Pertama, Ayahnya adalah Kiai Ahmad Tawalla. Tidak ada yang tidak mengenalnya. Kiai sepuh Muhammadiyah yang dakwahnya dari kampung ke kampung, naik turun gunung. Beliau salah satu kiai dengan jangkar perjuangan dkawah yang luar biasa. Darah perjuangan itu turun ke Fikar. Ayahnya adalah mahluk Tuhan paling ikhlas bekerja untuk Umat, dan menjadi asset dakwah Muhammadiyah.
Kedua, suatu hari, terjadi peristiwa penting di internal Pimpinan Pusat Ikatan pelajar Muhammadiyah. Saat itu, Fikar adalah Sekretaris Jenderal, dan Slamet, dari Lampung adalah ketua umum. Saat itu, karena satu dan lain hal, Slamet berhenti dari ketua umum. Lazimnya, posisi Sekjend akan naik pangkat menjadi ketua umum, jika ketua umum berhenti ditengah jalan. Dan Fikar tidak pernah berpikir mau menjadi ketua umum untuk menggantikan kawannya. Fikar dan Slamet adalah dua kawan yang seiring sejalan. Tidak ada hambatan yang berarti bagi dia untuk naik menjadi ketua umum saat itu jika dia berambisi.

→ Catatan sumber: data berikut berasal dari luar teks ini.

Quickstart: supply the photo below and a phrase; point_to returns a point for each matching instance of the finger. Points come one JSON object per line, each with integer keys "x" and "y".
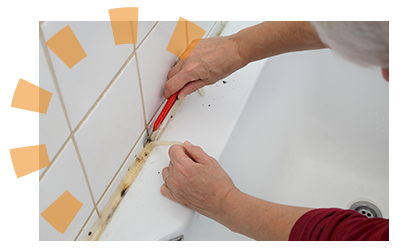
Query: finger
{"x": 195, "y": 152}
{"x": 164, "y": 190}
{"x": 177, "y": 82}
{"x": 190, "y": 88}
{"x": 177, "y": 67}
{"x": 178, "y": 156}
{"x": 165, "y": 173}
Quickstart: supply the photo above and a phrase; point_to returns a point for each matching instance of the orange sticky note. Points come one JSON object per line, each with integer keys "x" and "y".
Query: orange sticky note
{"x": 62, "y": 211}
{"x": 30, "y": 97}
{"x": 67, "y": 47}
{"x": 124, "y": 23}
{"x": 185, "y": 38}
{"x": 29, "y": 159}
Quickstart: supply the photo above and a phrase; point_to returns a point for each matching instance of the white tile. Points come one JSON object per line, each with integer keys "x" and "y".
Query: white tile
{"x": 120, "y": 177}
{"x": 154, "y": 64}
{"x": 53, "y": 129}
{"x": 65, "y": 174}
{"x": 144, "y": 28}
{"x": 83, "y": 84}
{"x": 111, "y": 130}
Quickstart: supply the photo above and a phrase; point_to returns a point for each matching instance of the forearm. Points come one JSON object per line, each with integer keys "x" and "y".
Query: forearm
{"x": 276, "y": 37}
{"x": 259, "y": 219}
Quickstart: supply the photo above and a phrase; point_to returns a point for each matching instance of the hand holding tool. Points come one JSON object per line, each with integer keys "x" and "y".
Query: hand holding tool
{"x": 161, "y": 117}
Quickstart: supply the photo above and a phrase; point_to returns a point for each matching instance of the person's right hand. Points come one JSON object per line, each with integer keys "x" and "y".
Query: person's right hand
{"x": 211, "y": 60}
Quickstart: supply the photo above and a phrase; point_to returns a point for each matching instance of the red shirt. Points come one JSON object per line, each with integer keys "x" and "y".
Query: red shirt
{"x": 339, "y": 224}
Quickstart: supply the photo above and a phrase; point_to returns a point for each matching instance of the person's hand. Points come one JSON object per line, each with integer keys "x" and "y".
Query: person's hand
{"x": 211, "y": 60}
{"x": 196, "y": 180}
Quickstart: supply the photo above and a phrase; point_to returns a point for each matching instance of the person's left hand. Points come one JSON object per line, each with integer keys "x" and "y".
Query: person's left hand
{"x": 196, "y": 180}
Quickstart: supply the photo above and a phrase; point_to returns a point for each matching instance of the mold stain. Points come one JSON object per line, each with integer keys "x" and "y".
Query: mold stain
{"x": 133, "y": 171}
{"x": 121, "y": 191}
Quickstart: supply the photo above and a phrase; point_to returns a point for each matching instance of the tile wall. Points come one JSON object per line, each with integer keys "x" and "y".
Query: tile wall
{"x": 97, "y": 117}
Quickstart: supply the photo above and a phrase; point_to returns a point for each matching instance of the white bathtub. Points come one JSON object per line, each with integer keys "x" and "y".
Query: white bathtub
{"x": 314, "y": 132}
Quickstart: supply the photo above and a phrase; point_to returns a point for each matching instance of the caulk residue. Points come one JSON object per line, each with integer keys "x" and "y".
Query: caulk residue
{"x": 123, "y": 188}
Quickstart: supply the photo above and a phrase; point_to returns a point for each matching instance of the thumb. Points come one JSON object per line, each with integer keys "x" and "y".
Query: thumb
{"x": 195, "y": 152}
{"x": 176, "y": 82}
{"x": 190, "y": 88}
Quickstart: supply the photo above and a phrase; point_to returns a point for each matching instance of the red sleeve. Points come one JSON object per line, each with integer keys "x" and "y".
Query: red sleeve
{"x": 339, "y": 224}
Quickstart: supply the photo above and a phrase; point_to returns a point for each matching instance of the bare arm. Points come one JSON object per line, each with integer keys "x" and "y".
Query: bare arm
{"x": 217, "y": 57}
{"x": 276, "y": 37}
{"x": 197, "y": 181}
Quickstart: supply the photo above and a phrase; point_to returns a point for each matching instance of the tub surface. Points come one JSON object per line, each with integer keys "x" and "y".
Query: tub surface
{"x": 314, "y": 133}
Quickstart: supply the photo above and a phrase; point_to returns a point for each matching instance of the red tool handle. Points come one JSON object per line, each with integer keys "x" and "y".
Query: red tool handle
{"x": 164, "y": 112}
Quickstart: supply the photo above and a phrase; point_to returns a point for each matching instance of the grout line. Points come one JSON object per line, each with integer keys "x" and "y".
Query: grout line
{"x": 56, "y": 86}
{"x": 50, "y": 65}
{"x": 141, "y": 93}
{"x": 120, "y": 168}
{"x": 84, "y": 173}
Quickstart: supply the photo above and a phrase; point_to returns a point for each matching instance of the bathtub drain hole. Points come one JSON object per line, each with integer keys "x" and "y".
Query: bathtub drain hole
{"x": 367, "y": 208}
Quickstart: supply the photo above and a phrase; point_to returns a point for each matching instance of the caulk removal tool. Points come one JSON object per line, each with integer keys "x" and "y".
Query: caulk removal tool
{"x": 161, "y": 117}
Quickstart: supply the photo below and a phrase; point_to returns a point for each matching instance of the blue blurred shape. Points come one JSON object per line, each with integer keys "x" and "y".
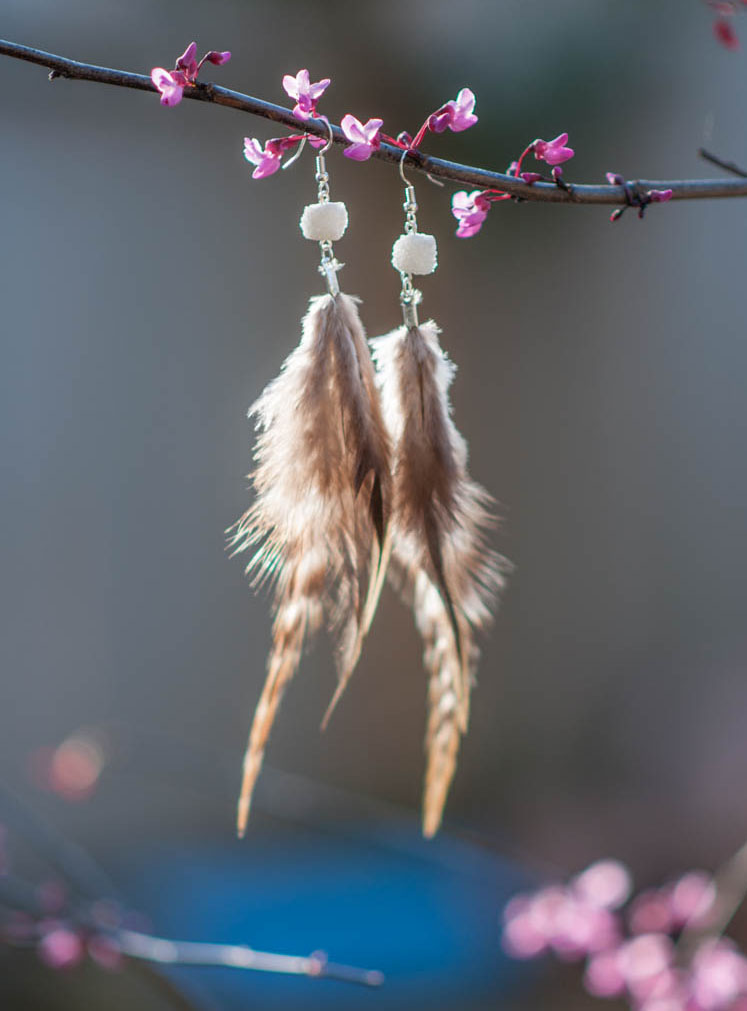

Tetapi yang terjadi justru tidak demikian. Mereka mendorong Ipmawati untuk menjadi ketua umum IPM. Saya sempat bertanya, “Fikar kenapa kau gak mau jadi ketua umum”, Tanya saya. “Jangan kak, saya mau menjadi ketua umum, jika prosesnya adalah normal seperti di muktamar. Lagipula, kita dorong ketua umum perempuan, supaya ini menjadi sejarah bagi IPM”. Ini pernyataan yang luar biasa, dan Fikar benar-benar mendukung sepenuhnya ketua umum Ipmawati yang menggantikan Slamet.
Ketiga, Pasca Pemilu tahun 2014, Fikar dan Wawan sama-sama mendapat tempat di DPR, mereka menjadi Tenagah Ahli disana. Saya tau, Fikar mendampingi orang terdekatnya pak SBY saat itu. Hingga akhirnya terjadi suksesi yang mengantarkan Cak nanto menjadi ketua umum PP PM. Fikar mendukung penuh cak nanto sehingga dia terpilih menjadi Sekjend. Menariknya, Pasca terpilih jadi Sekjend PP PM, Fikar mengundurkan diri dari DPR. Alasannya sederhana, “ingin fokus mengurus Pemuda Muhammadiyah”.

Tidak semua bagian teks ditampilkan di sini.